SPORT1: Wie wichtig ist es, dass sich die großen Sportartikelhersteller wie Under Armour mittlerweile auch im Frauenfußball so viel engagieren?
Freigang: Wir sprechen ja immer über Sichtbarkeit und die meisten großen Hersteller haben schon eine große Reichweite auf der männlichen Seite des Profisports. Diese jetzt auch den Frauen zu geben und dadurch Sichtbarkeit zu schaffen, auch für junge Mädels, ist total wichtig. Es ist wichtig, auch Frauen auf irgendwelchen Plakaten zu sehen. Deswegen freut es mich, dass es jetzt diese Entwicklung nimmt.
Das bedeutet Free-TV für die Frauen-Bundesliga
SPORT1: Was läuft denn Ihrer Meinung nach im Frauenfußball noch falsch?

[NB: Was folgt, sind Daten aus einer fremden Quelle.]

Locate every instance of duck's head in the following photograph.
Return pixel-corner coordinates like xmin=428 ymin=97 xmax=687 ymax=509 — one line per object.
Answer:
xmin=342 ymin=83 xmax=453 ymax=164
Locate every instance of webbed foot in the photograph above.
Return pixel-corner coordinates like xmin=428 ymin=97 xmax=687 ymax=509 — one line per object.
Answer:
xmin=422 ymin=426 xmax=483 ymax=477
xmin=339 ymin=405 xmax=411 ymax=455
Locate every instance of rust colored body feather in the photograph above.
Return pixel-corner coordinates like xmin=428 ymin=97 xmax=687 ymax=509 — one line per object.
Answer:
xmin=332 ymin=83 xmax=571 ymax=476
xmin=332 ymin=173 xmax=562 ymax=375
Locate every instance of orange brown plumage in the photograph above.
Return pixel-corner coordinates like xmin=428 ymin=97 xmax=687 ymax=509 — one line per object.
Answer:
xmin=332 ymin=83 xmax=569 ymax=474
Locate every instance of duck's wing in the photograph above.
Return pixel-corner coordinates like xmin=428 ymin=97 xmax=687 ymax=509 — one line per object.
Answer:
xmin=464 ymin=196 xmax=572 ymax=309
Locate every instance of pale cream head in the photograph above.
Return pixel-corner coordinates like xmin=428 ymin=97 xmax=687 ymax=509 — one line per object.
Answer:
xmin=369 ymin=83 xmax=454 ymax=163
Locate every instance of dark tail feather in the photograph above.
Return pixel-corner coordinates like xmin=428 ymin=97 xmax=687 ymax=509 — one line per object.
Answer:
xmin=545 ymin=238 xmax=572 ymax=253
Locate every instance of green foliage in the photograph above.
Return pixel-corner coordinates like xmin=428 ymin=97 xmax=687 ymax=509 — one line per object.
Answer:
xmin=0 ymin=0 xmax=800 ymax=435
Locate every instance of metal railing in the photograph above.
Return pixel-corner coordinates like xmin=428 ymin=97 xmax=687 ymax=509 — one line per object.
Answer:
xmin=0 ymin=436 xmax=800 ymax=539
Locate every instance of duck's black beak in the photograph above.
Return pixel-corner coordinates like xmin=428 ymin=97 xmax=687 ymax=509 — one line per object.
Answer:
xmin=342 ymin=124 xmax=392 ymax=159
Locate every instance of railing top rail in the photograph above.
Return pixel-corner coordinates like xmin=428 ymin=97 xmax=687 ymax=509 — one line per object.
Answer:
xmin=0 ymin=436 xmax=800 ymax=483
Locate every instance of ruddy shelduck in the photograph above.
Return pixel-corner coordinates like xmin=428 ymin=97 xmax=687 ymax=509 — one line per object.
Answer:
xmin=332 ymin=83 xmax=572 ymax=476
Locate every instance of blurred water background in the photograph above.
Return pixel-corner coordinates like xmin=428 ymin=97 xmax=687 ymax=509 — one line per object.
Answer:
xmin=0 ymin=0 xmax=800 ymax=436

Freigang: Ich weiß gar nicht, ob etwas wirklich falsch läuft, um ehrlich zu sein. Es ist eine Entwicklung, die wir nehmen müssen, aber das ist normal. Es funktioniert nicht, von heute auf morgen alles zu verändern. Ich finde, wenn sich Dinge nach und nach verändern, besonders über so große Turniere, dann ist das immer am organischsten. Deshalb hoffe ich sehr, dass wir diese Entwicklung weiter so vorantreiben können. Dafür ist es auch wichtig, dass sich der Fußball außerhalb der Nationalmannschaft in der Frauen-Bundesliga weiterentwickelt. Dass dort im Kleinen immer mehr professionalisiert und dadurch eine Grundlage geschaffen wird. Das wäre sehr wichtig.
SPORT1: Wie wichtig ist es in der Hinsicht, dass die Liga in der nächsten Saison auch regelmäßig im Free-TV zu sehen sein wird?
Freigang: Es kommt immer wieder zurück zum gleichen Thema: Sichtbarkeit. Wenn wir gesehen werden, dann haben wir erst die Chance, uns auch zu zeigen. Im Free-TV gezeigt zu werden, ist deshalb natürlich total cool. Gerade auch, da mittlerweile der meiste Fußball im Pay-TV läuft. Ich weiß noch, dass ich früher fast immer noch im Fernsehen Fußball schauen konnte, mittlerweile hat sich das geändert. Deshalb finde ich die Chance sehr schön, uns im Free-TV zu zeigen und dadurch die Leute mitzunehmen.